ADDIS ABEBA: Près de 200 jeunes enfants sont morts de faim au Tigré, région du nord de l'Ethiopie en proie depuis un an à la guerre et où la malnutrition s'aggrave, selon une étude menée par des médecins et chercheurs locaux et qu'ils ont détaillée en exclusivité à l'AFP.
Les données de cette enquête offrent une perspective rare sur la situation de la famine au Tigré, où les communications ont été coupées et qui est soumis selon l'Onu à un blocage de fait de l'aide humanitaire, entraînant une pénurie de vivres et de médicaments.

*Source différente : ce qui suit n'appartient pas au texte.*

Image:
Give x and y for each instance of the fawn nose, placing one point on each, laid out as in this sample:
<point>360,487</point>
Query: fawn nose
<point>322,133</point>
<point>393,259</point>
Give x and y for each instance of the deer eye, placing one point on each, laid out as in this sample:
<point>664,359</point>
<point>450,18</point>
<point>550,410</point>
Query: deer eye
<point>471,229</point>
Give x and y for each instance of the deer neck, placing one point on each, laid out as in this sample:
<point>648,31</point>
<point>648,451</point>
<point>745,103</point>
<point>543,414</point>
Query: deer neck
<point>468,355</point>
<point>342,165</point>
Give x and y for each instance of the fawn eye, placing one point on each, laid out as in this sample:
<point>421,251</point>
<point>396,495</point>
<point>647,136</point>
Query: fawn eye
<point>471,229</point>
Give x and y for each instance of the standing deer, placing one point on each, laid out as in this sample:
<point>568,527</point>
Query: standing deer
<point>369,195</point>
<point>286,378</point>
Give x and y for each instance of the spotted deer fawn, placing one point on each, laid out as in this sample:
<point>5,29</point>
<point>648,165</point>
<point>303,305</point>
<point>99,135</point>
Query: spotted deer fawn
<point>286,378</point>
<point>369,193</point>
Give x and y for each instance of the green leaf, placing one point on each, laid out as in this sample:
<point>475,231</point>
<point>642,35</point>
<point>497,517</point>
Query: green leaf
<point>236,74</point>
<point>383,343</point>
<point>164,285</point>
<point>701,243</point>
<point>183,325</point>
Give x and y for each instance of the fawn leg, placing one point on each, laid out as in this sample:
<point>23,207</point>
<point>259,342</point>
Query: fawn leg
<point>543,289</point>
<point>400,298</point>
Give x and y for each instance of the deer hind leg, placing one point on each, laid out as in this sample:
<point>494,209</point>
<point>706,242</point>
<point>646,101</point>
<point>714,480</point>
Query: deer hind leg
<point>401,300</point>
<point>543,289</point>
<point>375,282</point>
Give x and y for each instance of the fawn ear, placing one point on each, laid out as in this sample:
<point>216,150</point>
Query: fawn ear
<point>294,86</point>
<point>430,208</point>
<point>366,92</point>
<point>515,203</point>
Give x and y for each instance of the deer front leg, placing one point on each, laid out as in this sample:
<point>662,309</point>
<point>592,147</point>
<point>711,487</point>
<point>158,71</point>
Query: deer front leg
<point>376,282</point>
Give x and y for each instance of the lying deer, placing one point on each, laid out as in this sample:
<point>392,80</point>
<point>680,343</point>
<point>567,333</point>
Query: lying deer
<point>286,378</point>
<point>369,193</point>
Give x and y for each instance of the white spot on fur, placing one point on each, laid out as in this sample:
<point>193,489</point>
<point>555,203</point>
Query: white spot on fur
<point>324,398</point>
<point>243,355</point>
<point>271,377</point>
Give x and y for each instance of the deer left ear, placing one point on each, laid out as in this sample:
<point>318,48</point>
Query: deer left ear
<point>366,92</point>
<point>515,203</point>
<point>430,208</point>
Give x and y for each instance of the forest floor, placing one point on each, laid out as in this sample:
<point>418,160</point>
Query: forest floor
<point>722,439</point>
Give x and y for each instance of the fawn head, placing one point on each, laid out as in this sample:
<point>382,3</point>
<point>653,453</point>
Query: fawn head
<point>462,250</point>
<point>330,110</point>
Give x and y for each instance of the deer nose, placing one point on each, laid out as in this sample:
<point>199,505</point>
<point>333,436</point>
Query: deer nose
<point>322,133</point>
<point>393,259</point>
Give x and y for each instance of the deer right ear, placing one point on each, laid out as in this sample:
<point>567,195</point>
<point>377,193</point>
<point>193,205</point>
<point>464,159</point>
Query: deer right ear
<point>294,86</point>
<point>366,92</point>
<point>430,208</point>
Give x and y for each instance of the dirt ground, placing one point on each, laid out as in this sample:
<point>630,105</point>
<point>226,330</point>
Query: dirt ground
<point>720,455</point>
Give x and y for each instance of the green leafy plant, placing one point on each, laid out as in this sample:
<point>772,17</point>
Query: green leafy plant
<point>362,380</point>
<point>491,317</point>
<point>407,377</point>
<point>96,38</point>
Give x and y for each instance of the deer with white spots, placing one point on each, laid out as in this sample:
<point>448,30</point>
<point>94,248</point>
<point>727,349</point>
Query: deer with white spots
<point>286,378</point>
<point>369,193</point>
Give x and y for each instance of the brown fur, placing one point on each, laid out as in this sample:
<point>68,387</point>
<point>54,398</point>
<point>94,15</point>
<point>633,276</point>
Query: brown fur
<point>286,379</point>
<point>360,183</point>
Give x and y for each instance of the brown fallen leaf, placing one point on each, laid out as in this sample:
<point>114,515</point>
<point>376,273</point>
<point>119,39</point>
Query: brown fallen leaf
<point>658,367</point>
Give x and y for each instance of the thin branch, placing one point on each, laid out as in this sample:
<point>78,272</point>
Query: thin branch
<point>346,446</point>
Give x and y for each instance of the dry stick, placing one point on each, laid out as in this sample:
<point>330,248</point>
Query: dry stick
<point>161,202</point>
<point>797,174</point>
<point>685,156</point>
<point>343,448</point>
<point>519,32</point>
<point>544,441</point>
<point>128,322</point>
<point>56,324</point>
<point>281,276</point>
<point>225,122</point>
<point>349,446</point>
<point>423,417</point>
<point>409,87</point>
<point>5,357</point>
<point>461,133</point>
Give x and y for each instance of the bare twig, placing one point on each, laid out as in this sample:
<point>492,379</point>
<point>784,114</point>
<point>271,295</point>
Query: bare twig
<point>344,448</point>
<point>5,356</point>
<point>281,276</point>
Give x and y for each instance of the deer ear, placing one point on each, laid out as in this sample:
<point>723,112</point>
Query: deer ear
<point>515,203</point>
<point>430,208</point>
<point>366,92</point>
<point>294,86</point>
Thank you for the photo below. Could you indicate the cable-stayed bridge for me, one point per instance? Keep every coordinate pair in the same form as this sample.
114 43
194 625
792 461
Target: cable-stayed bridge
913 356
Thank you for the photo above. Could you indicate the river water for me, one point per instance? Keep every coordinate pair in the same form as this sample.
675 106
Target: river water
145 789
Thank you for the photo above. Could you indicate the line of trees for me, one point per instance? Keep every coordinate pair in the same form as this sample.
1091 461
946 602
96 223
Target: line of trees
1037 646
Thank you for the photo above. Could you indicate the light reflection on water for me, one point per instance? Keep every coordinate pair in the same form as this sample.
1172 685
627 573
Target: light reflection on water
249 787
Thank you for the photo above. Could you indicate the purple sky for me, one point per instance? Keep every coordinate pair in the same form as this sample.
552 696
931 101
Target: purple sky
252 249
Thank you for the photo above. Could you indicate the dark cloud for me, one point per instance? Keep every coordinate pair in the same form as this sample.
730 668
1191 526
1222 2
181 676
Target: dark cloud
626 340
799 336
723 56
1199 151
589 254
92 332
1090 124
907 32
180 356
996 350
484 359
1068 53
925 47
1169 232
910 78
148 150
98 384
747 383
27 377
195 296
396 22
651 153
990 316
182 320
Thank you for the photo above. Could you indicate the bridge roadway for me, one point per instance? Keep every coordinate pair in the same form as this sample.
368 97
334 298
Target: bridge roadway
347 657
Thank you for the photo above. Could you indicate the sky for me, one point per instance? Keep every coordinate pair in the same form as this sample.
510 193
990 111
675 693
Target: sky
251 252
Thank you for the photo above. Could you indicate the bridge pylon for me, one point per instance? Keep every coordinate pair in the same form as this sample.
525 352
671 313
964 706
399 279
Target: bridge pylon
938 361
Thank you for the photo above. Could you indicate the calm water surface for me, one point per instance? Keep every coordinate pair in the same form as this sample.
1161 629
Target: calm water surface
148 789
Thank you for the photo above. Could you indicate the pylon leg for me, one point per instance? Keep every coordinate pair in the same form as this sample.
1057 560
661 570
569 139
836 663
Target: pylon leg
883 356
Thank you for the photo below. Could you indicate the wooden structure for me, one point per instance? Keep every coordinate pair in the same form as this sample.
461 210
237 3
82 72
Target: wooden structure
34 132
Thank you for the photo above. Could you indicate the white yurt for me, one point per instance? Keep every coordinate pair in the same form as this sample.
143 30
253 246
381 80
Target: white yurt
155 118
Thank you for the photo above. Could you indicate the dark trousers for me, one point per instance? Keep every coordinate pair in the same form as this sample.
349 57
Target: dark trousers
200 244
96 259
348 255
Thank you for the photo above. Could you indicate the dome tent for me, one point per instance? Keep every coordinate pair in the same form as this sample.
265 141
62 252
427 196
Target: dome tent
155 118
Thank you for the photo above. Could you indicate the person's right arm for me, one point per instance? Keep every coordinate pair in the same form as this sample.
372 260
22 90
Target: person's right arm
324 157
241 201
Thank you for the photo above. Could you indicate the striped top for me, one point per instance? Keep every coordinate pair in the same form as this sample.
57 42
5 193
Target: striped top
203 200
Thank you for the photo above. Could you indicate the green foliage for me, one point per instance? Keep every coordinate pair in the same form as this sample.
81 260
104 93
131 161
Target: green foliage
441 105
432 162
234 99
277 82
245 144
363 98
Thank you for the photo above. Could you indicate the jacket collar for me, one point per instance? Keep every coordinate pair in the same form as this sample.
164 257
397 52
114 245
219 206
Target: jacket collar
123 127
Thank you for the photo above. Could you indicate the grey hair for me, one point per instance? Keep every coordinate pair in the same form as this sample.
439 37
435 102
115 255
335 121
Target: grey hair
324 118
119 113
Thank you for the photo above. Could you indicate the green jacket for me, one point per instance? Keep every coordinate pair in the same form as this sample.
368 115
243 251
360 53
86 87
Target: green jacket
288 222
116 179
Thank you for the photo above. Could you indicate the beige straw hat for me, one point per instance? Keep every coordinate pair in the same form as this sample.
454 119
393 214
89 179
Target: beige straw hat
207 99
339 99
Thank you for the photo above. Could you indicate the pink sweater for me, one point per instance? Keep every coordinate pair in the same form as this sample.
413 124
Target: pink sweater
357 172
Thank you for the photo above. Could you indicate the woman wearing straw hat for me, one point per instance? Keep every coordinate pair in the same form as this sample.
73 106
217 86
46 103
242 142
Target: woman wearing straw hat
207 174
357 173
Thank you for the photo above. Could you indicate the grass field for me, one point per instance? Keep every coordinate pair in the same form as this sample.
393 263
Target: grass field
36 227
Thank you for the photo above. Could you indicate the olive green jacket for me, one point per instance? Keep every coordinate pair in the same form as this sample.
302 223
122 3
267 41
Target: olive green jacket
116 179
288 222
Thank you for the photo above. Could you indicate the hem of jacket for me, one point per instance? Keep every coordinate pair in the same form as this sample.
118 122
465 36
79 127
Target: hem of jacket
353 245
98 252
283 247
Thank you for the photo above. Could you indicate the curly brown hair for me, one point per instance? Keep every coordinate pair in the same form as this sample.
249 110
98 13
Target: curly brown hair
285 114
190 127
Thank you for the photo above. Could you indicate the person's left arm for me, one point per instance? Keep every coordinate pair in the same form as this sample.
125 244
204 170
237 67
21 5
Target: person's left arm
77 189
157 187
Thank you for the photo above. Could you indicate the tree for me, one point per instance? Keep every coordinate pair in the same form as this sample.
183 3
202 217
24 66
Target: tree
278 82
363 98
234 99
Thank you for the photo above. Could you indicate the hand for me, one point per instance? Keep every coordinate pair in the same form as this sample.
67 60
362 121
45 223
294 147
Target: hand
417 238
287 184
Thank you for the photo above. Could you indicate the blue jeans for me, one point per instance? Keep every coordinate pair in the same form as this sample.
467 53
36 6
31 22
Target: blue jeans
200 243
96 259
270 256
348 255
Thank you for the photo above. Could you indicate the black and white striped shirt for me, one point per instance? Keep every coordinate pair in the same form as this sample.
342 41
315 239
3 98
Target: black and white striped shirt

Mais ce bilan n'est probablement pas exhaustif, la plupart des hôpitaux n'étant plus fonctionnels et la moitié des districts du Tigré ne pouvant être atteints, affirme dans une interview Hagos Godefay qui dirigeait avant la guerre les services de santé de la région.
L'essentiel du Tigré est actuellement sous le contrôle du Front populaire de libération du Tigré (TPLF), parti qui dirigeait cette région avant le début du conflit et est désormais considéré comme "terroriste" par Addis Abeba.
"Nous avons recensé plus de 186 décès" d'enfants de moins de cinq ans, dus à une malnutrition sévère, déclare M. Hagos, lui-même médecin.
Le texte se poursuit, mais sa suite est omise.